Оренбургские губернские ведомости. Часть неофициальная. 1864. 17 октября)

Ушаковский парк

Изложение замечательных событий, относящихся к Уфе. Со времени своего основания Уфа, как город недавно основанный и в местности ещё не вполне подчинённой Русскому владычеству, испытывала сначала и нападения и осады; кроме того в ней случались и другие бедствия, как-то: пожары, эпидемии и т. п. Укажем на те из них, которые или записаны, или сохранились только в народной памяти.

Нападение Сибирских царевичей Аблая и Тевкея [Топография Оренб. Губ. Рычкова. Ч. I, стр. 87 и его же История Оренбургская]. Вскоре после основания Уфы, Сибирские царевичи Аблай и Тевкей, с толпами татар, делали нападение на покорившихся России башкирцев. Против татар выступили уфимские служивые люди и, встретив их в 15 верстах от города, за рекой Уфой, вступили с ними в жестокую битву, в которой много погибло народу с обеих сторон. Наконец татары были разбиты; царевичи же с остатками своего войска скрылись в соседнем лесу [Названном по этому случаю Аблаевым лесом], где, после десятидевной осады, были взяты в плен и отправлены в Москву. За подвиг этот Уфимцев наградили золотыми деньгами (московками), а сколько кому дано было – записано в так называемую золотую книгу, долго хранившуюся в прежней Уфимской провинциальной канцелярии.

Сеитовский бунт [Топография Оренб. губ. Рычкова. Ч. I, стр. 88, История Оренбург. его же. Гл. 1, примеч. 2 и записки Ребелинского]. В 1676 году начался первый бунт башкирцев, называемый Сеитовским и продолжавшийся целые три года. Башкирский старшина Сеит, отказавшись от платежа ясака и взбунтовав башкирцев и ближайших киргизов, начал жечь русские селения, грабить жителей, а сопротивлявшихся вешать и расстреливать стрелами. Он явился сначала на границе Исетской провинции, в Уральских горах и укрепившись между реками Уфою и Аем, упорно сопротивлялся всем командируемым против него отрядам; даже в воеводском округе г. Уфы сжёг сёла Касимово и Лавошное (в 20 вер. от города). Во время этого бунта погибло много христиан, при чём и самой Уфе грозила немалая опасность; но явившийся между башкирцами раздор, на время отвлёк их от русских. Соперником Сеиту явился старшина Андор и сообщники первого частию разбежались, частию же пристали к Андору, который в свою очередь тоже погиб от измены. Для усмирения башкирцев послан был из Москвы воевода Фёдор Зеленин с стрелецкими полками и с частию казаков; но, не смотря на то, бунт был усмирён только после больших усилий и потерь со стороны русских и без всякого возмездия башкирцам.

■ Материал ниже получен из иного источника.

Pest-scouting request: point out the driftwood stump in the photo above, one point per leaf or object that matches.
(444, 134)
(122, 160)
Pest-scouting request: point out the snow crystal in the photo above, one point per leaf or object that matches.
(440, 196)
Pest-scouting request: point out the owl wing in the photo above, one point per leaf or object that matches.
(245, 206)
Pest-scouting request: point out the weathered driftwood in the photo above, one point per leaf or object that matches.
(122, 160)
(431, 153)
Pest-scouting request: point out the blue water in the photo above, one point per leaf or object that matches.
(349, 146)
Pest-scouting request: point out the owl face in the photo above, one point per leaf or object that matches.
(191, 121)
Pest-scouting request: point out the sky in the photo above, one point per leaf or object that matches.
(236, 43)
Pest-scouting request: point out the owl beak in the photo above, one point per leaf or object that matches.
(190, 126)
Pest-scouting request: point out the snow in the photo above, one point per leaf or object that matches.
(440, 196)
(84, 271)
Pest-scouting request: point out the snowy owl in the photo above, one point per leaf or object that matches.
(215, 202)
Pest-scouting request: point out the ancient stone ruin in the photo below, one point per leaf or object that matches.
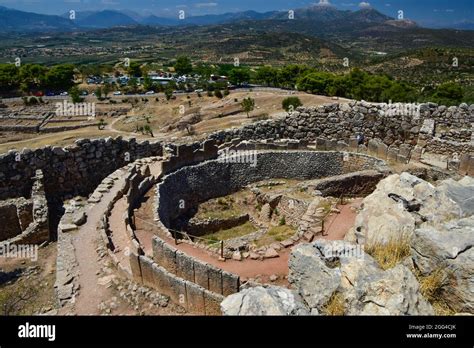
(288, 175)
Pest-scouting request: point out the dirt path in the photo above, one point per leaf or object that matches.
(91, 294)
(337, 225)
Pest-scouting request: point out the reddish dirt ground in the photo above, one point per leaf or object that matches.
(337, 226)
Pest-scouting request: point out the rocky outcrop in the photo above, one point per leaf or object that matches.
(325, 268)
(312, 274)
(400, 204)
(448, 249)
(439, 222)
(271, 300)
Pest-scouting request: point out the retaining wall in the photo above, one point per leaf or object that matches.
(70, 171)
(184, 189)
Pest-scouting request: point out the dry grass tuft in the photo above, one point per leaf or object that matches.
(388, 255)
(431, 287)
(335, 305)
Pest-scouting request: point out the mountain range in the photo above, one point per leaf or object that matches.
(20, 21)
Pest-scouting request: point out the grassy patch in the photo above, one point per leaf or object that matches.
(234, 232)
(431, 287)
(276, 234)
(220, 208)
(388, 255)
(335, 305)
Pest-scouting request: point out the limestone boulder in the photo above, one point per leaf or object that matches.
(270, 300)
(312, 274)
(319, 270)
(392, 292)
(461, 192)
(448, 249)
(399, 204)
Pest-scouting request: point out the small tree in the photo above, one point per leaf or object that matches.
(291, 103)
(183, 65)
(101, 125)
(98, 93)
(218, 94)
(147, 129)
(107, 88)
(75, 95)
(168, 93)
(248, 104)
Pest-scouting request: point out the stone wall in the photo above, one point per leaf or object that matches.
(189, 154)
(424, 126)
(194, 298)
(203, 274)
(26, 220)
(70, 171)
(184, 189)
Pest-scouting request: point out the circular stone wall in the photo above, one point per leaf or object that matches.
(184, 189)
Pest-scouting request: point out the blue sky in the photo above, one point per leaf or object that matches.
(423, 11)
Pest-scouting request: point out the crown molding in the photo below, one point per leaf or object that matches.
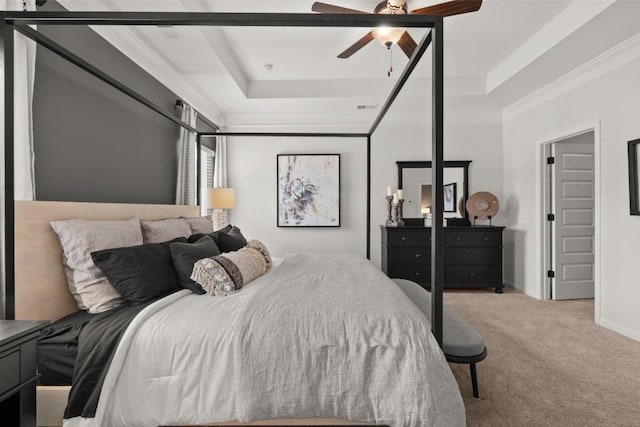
(614, 58)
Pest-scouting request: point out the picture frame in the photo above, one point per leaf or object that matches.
(308, 190)
(634, 177)
(450, 195)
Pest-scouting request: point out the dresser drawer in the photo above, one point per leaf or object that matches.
(409, 255)
(453, 238)
(489, 274)
(408, 238)
(10, 369)
(420, 273)
(488, 239)
(471, 255)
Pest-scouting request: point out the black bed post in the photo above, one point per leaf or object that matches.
(198, 169)
(437, 156)
(369, 196)
(9, 193)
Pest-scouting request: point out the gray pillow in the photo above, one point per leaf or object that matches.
(202, 224)
(78, 238)
(163, 230)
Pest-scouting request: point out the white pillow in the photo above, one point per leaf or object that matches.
(78, 238)
(163, 230)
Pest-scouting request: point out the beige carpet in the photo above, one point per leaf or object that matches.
(549, 364)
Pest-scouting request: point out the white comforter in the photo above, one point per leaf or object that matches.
(317, 336)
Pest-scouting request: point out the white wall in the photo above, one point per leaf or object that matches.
(252, 173)
(480, 143)
(611, 101)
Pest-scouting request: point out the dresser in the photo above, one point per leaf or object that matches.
(18, 371)
(472, 255)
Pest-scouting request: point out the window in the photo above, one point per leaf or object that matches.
(207, 156)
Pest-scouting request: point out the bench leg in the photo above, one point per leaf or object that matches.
(474, 380)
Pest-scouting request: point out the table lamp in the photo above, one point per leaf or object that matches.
(221, 199)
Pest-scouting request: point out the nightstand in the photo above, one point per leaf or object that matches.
(18, 371)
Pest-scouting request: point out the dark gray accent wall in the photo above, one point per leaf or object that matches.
(91, 142)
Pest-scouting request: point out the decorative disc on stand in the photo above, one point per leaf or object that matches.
(482, 205)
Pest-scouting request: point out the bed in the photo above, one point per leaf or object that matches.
(354, 351)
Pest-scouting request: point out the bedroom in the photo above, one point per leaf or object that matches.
(492, 140)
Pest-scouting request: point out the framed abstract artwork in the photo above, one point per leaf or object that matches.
(308, 190)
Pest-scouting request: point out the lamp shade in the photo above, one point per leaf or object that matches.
(222, 198)
(387, 36)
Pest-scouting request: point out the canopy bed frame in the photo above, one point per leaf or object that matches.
(22, 21)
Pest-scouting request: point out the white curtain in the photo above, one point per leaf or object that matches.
(186, 187)
(220, 166)
(24, 72)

Этот бунт послужил поводом к установлению крестного хода в село Богородское с иконой Казанской Божией Матери, о чём было уже говорено при описании нового собора. Кроме упомянутого предания о явлении этой иконы, существует ещё другое, более достоверное, которое считаю не лишним здесь передать. Когда селу Богородскому, наравне с другими окрестными сёлами и деревнями, стала грозить опасность от башкирцев; тогда какой-то благочестивый человек посоветовал жителям немедленно приобрести список с явленной иконы Казанской Божией Матери, находящейся в Казани. Они с усердием поспешили исполнить этот совет и потом, когда приближался неприятель, выносили эту икону и на неприятеля нападал или страх, или слепота и он отступал, не причинив вреда. Таким образом село Богородское было спасено и жители, в вечное воспоминание этого события, испросили позволение перенести чудотворную икону в город и установить крестный ход. Из этого видно, что последнее предание признаёт эту икону не явленною, а только чудотворною. Это не лишено вероятности, если принять в соображение, что все явленные иконы получают наименование по месту своего явления; на прим. явившаяся в Смоленске называется Смоленскою, в Тихвине – Тихвинскою и т. д.; настоящая же называется Казанскою и имеет совершенное сходство с той, которая находится в Казанском девичьем монастыре; да притом и время крестного хода совпадает с тем крестным ходом, который совершается в Казани.

Алдаровский и Кусюмовский бунт [Топография Оренб. губернии Рычкова. Ч. I, стр. 89, и его же Истор. Оренб. Гл. I, примеч. 2]. В 1707 году в Декабре месяце, под предводительством Алдара и Кусюма, снова вспыхнул бунт. Причиной этому было безрассудное самоуправство и жестокость бывшего тогда в Уфе комиссара Александра Сергеева, который силой отнимал у башкирцев лошадей и, под предлогом отыскания беглых, разорял их жилища; кроме того, его обвиняют ещё в том, что будто бы, зазвавши однажды к себе на обед их старшин, опоил их какою то отравой. В следствие этих притеснений, башкирцы, в соединении с мещеряками и тептярями, взялись за оружие, стали нападать на русские селения, разоряя и предавая всё огню; делали даже приступы к городам Мензелинску, Бирску и Уфе, и таким образом бунт распространился до пределов Казани. Но мужество и распорядительность Казанского Губернатора отвратили опасность: башкирцы были прогнаны и возмущение прекратилось. В записках Ребелинского прибавлено, что, по произведённому следствию, комиссар Сергеев за свои поступки был казнён, а Кудрявцев за допущение беспорядков получил выговор.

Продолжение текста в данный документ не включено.